Alternative splicing tools to detect aberrant splicing events from RNAseq data. (A) Boxplot showing statistically significant splicing events per sample identified by FRASER for a |Δ PSI| > 0.1 cutoff, FRASER for a |Δ PSI| > 0.3 cutoff, FRASER2, LeafCutterMD, and rMATS‐turbo. (B) Aberrant splicing junctions identified by each splicing tool and the overlapping events identified among them. (C) Pathogenic or Likely Pathogenic splicing events (detailed in Table 2) correctly detected by each tool. (D) Three examples of aberrant splicing events that can be detected with RNAseq.
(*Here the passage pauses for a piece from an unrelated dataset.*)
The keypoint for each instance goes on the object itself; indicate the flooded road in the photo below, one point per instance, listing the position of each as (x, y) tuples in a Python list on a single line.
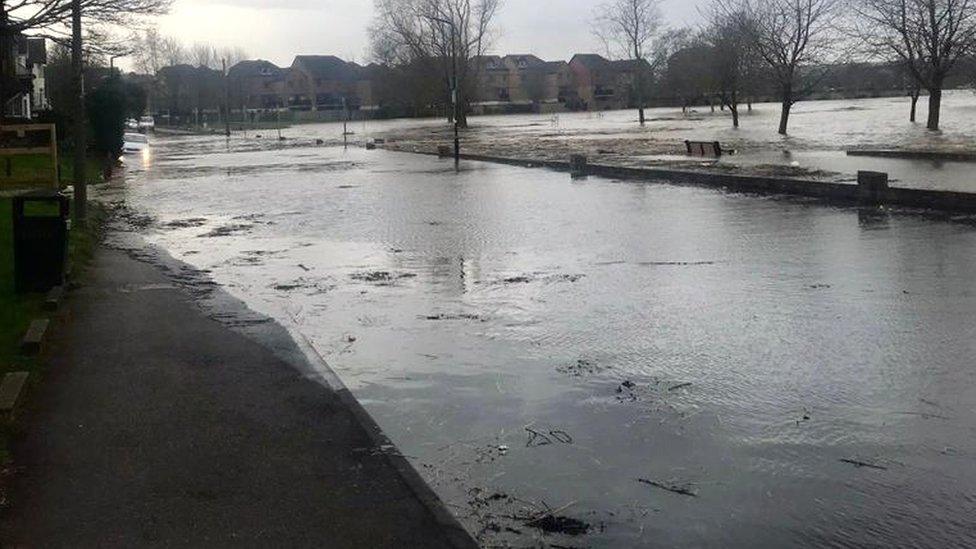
[(653, 365)]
Upper panel: Intron retention and multiple low‐abundant transcripts produced due to the CAPN3(NM_000070.3):c.1746‐20C>G variant. Middle panel: Intron retention, caused by the missense variant TTN(NM_001267550.2):c.57262G>C, p.(Val19088Leu) in Case 28. Lower panel: Pseudoexon inclusion in the DMD gene due to the deep intronic variant DMD(NM_004006.3):c.10554‐2996T>G. PSI, percentage spliced in; RNAseq, RNA sequencing.

FIGURE 3

RYR1 alternative splicing in Case 22 due to a synonymous variant. (A–F) HE staining on muscle biopsy showing marked variability in fiber size, nuclear internalization and centralization with increased endomysial connective tissue (A). Several muscle fibers contain dark blue‐reddish irregular areas (arrows in B), devoid of ATPase activity (D). Some fibers contain well‐defined cores (single arrows in E), and others have irregular areas of myofibrillar disorganization (double arrows in E). In addition, some fibers contain collections of small nemaline bodies (arrows in C). There is type 1 fiber uniformity (D). (G) Sashimi plot of exons 48 and 49 showing alternative (139 junction counts) and wild‐type transcripts (813 junction counts) caused by the RYR1(NM_000540.3):c.7833C>T, p.(Cys2611=) variant. As represented in the lower panel, the aberrant transcript (dashed line) contains a 4‐bp exon deletion leading to a premature termination codon (p.(Ala2612Thrfs*132)). (H) OUTRIDER expression rank plot of RYR1 gene showing reduced expression in Case 22. COX, cytochrome c oxidase; HE, hematoxylin and eosin; NADH, nicotinamide adenine dinucleotide.

FIGURE 4

Single exon deletion mosaicism in COL6A1. (A) Immunofluorescence of Collagen‐VI from the proband's fibroblast (upper panel) showing decreased Collagen‐VI intensity compared to control and a diffuse microfibrillar pattern. Permeabilized cells (lower panel) show a marked Collagen‐VI intracellular retention. In the father (Case 10), Collagen‐VI staining and microfibrillar patterns are similar to controls and no intracellular Collagen‐VI retention occurs in permeabilized cells. (B) Sashimi plot of the father's muscle RNAseq revealed 15% of transcripts with exon 9 skipping, not present in any other sample in the cohort. (C) Exon 9 skipping was validated in the father's and proband's fibroblasts through RT‐PCR, evident in 12.3% and 47% of the transcripts in the father and proband, respectively. (D) IGV screenshot of GS from peripheral blood for the father and proband, showing a deletion encompassing exon 9 (split‐reads) in heterozygosity in the proband and mosaicism in the father. GS, genome sequencing; IGV, Integrative Genomics Viewer; RNAseq, RNA sequencing; RT‐PCR, reverse transcription polymerase chain reaction.